Not long afterwards, HBOS failed. That statement begs the question of what steps the FSA itself took to ensure that the risks to the whole group were indeed managed and mitigated and why, if the FSA did act, did HBOS fail?
The answer might well be, as with Equitable Life and Northern Rock, there was no proper challenge of the management and a failure to take appropriate action.
There has been no published report of an inquiry into the HBOS affair. There ought to be. It ought to look at not only the performance of the FSA but also what was going on in HBOS and elsewhere.
The case for a thorough inquiry is overwhelming. Why has the banking system failed? Why did the FSA fail to make any perceptible difference in the cases of Equitable Life, Northern Rock and HBOS? What happened at the Royal Bank of Scotland and what did the FSA do about it?
Is the FSA’s problem that the rules need to change? Or is the problem its strategic approach – principle-based and outcome-based regulation? Or its culture – still light-touch?
Is it a lack of well-qualified, experienced individuals with the personal qualities to stand up to CEOs such as James Crosby, who was also a non-executive director of the FSA at the time?
Why did the respective executive managements embark on actions which resulted in the failures of Equitable Life, Northern Rock, HBOS and RBS? Were the audit committees of the boards on top of the issues and risks? If not, why not?
Where were the risk managers? What were they saying and doing, and why were they not getting proper support internally from the firms and externally from the FSA?
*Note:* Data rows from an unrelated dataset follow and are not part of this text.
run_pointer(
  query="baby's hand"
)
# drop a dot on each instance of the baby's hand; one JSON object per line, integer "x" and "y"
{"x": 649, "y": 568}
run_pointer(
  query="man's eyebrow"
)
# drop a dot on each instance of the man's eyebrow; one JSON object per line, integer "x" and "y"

Should the banks be split into retail banks which are highly regulated, and less well regulated “casino” trading investment banks, as suggested recently by the governor of the Bank of England? Should there be an external body to hold the FSA to account, with appropriate powers to put things right and award compensation to those who have suffered loss? If not, why not? The questions go on and on.
One thing is clear – the FSA has failed again and again in crucial areas so it should not be left – yet again – to devise its own way forward. Lord Turner’s recent report and the imminent report by the Treasury select committee should both be treated as contributions to the debate.
But there should be a commission of inquiry with all the required skills and experience to assess the facts, apportion responsibility and propose a coherent way forward. It is now 25 years since Professor Gower’s report which led to the modern era of regulation – it is time for a thorough review.